To be clear, a company that provides sick time, does not guarantee that an employee will not get reprimanded or fired for using sick time. Over the decades of my life in the cancer world and survivorship, I have seen so many different situations on how sick time is handled from the truly compassionate to the reprehensible. The employer I worked for when I was diagnosed with Hodgkin’s Lymphoma 34 years ago, bent over backwards to make sure that I would not have to worry about lost time, hence, lost income, or losing my job. A different employer years later, provided no benefits, but simply allowed you to take whatever time you needed to get better or heal. But it was my last employer that shocked me to the level they would go to, to restrict sick time being used.

Following my emergency heart surgery in 2008, my doctor had ordered me out of work to allow my rib cage to heal properly, six months. Healing time took longer for patients exposed to radiation therapy. But as I approached my third month, I received a notice, and to put it in perspective, I was working for a major pharmaceutical company, that if I were not to return to work by the end of the following week, I would be terminated. I had a doctor ordering a recovery period, that my employer disagreed with, and per department policy, would begin the procedure to terminate my employment if I did not go against my doctor’s orders.

If you have followed “Paul’s Heart” long enough, you know I am a patient and survivor advocate, and one of the things I advocate for are employee rights. Long story short, I made sure my supervisor knew all about the Family Medical Leave Act, as well as the Americans With Disabilities Act, and that in no uncertain terms, I would fight to keep and return to my job when able. Anyway, no pun intended, I clearly have gotten “off track.”

Look, no one will argue, business owners need their employees to show up for work. It does not matter if it is a major employer like the railroads, or a small “mom and pop” store. And though no employer should be expected to absorb the extended costs of a lengthy absence, hence what short term and long term disability are for, it should not be unreasonable for an employer to provide a minimal amount of sick time, for example, three to five sick days per year, paid.

Finally, getting to the “teaching moment” for my daughters, it falls on the employee however, not to take advantage of that benefit, but rather to use it as needed. And if it is not needed, then do not use it. All too often, an employee might call out sick, because their employer denied a request for personal time off, or an employee just felt like “skipping” work that day. And no one can blame an employer for getting upset for the business interruption to upset the employer.
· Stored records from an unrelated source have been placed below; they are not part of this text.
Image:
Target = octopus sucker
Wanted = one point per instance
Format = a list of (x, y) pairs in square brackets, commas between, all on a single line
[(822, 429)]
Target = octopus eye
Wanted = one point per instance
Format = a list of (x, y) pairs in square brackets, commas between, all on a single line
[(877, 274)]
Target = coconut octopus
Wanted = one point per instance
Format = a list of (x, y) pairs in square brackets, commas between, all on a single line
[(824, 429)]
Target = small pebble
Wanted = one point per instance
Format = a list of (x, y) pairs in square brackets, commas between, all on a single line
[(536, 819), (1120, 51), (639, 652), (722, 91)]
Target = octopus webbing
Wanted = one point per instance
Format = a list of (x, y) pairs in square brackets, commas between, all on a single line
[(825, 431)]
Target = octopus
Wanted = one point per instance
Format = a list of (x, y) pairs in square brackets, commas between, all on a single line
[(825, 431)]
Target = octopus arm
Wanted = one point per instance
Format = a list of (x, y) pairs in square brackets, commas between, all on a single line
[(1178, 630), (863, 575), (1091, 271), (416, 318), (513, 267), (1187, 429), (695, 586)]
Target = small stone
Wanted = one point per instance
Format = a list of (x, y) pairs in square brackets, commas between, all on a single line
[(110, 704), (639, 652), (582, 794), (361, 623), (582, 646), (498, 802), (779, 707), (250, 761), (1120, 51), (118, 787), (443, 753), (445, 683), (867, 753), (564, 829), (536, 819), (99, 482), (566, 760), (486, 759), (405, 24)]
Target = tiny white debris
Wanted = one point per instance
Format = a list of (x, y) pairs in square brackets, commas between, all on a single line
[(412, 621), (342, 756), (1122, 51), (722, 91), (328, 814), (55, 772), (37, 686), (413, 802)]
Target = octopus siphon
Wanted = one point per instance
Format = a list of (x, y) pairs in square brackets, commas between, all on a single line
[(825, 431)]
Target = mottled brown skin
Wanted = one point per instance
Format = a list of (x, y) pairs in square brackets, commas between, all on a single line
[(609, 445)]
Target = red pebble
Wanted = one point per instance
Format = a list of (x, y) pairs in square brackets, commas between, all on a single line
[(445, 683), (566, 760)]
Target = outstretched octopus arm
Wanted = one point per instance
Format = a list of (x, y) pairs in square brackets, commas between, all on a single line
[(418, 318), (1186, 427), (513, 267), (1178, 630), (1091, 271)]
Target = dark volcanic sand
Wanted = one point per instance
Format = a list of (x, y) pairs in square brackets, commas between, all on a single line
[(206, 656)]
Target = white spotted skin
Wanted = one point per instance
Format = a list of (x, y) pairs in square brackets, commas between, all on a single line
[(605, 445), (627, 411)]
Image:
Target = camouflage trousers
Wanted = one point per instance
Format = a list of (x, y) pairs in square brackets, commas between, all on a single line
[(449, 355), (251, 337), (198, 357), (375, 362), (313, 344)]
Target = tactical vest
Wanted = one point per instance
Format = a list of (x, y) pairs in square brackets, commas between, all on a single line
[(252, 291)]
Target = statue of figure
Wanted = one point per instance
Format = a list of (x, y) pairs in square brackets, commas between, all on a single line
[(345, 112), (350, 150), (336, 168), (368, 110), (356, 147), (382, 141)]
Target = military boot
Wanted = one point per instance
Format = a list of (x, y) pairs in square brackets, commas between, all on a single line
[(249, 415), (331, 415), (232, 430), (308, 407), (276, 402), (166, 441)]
Up until my health decline, my daughters only knew one thing. I rarely called in sick. Numerous years, I would actually earn “perfect attendance” rewards. I had personal time I could use for necessary personal business, but I never used sick time to go on a vacation or just skip work for the day. As a parent, I led by example, and my daughters were kept in school. I did not, and do not believe in taking my daughters out of school to go on family recreational trips. As my daughters approached the end of their secondary education, I encouraged them, that attendance is an important factor with college plans and scholarship applications. Why is all this important? Responsibility and reliability. No one can blame an employer, or a college or donor, to expect a commitment, reliability. It is too easy to fall into the trap of impulsively abusing absence policies. That is why it is best not to start, which I have often stated to my daughters over the years. You never know, when you are going to have a serious situation to deal with in regard to attendance, and your reputation might just be critical to keeping your employment.

I do not “have a dog in the fight” for the railroad workers, other than the economic impact of course. But I do not think it is that much to provide employees with even a minimum and respectable number of paid sick days, no matter what the employment may be. Better working conditions should contribute to better attitudes of workers, which should correlate to better efficiency and profit of a business. Just saying.